Near v. Minnesota, supra, 283 U.S. 697, cited by the majority, does not compel a contrary conclusion. In Near, the offending ordinance permitted public officials to take legal proceedings against the owner or publisher of a newspaper upon a charge of publishing scandalous and defamatory matter, and to obtain an order suppressing further publication of the newspaper. The ordinance was not restricted to persons convicted of obscenity offenses, but extended to persons charged with promoting scandal and libel. (See p. 713 [75 L.Ed. p. 1366].) Moreover, the ordinance in Near operated as a prior restraint upon the publication of a newspaper; its effect upon the dissemination of ideas was direct and substantial. On the other hand, the instant ordinance does not restrain publication or distribution of any particular book or magazine; it simply denies those persons convicted of certain criminal offenses a license to operate a bookstore.

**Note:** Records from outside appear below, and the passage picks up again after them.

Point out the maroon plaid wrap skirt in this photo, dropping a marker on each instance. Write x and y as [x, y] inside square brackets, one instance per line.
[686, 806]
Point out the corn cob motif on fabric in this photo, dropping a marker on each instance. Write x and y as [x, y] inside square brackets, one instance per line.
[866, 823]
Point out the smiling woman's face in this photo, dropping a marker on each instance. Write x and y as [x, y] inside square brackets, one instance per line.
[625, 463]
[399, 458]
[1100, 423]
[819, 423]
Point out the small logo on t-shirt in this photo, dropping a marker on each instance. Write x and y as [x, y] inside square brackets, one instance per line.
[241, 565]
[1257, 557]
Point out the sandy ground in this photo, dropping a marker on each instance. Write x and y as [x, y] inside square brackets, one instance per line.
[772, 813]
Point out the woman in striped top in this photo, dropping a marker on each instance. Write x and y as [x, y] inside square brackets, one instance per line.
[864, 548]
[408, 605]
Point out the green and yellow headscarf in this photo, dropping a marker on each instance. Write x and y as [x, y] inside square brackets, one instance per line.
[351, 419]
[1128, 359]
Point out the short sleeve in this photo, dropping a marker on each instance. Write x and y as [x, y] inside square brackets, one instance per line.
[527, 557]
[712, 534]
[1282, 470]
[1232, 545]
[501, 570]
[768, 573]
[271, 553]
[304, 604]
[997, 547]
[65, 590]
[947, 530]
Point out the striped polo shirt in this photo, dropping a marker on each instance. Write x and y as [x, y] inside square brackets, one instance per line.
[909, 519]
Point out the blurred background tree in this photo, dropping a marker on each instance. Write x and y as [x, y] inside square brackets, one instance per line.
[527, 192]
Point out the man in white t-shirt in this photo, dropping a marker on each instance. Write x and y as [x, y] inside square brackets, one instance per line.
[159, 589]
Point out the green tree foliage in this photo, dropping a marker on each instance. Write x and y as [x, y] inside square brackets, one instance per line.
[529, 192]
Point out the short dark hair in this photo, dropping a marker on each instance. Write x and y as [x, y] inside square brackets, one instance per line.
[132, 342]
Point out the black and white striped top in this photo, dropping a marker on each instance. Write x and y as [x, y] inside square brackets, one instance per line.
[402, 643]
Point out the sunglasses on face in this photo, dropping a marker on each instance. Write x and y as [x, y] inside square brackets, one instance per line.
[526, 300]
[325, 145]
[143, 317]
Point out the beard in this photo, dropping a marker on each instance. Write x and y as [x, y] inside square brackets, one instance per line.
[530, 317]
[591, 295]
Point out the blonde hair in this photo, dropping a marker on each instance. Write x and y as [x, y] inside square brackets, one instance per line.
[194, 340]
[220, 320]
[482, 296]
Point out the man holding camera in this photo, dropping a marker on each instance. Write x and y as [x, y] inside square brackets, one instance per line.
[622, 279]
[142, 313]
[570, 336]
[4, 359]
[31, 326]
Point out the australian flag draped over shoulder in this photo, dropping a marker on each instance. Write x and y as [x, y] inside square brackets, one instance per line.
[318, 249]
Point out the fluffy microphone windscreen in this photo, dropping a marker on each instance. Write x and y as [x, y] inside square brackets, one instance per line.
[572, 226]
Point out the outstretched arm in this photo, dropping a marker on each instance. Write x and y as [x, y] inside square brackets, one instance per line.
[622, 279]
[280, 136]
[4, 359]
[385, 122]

The majority’s statement to the contrary does not, I trust, indicate that they would also invalidate a properly drawn license revocation ordinance which provided that a bookstore or other license could be revoked in the event that subsequent obscenity offenses occurred. Such ordinances may ultimately become instrumental in inhibiting the distribution of obscene materials, and yet their rationale (like that underlying the license ordinance herein) must be that conviction- of a prior obscenity offense renders the distributor unfit to operate a bookstore, i.e., his conviction, affords a reasonable basis, for concluding that he will commit further offenses.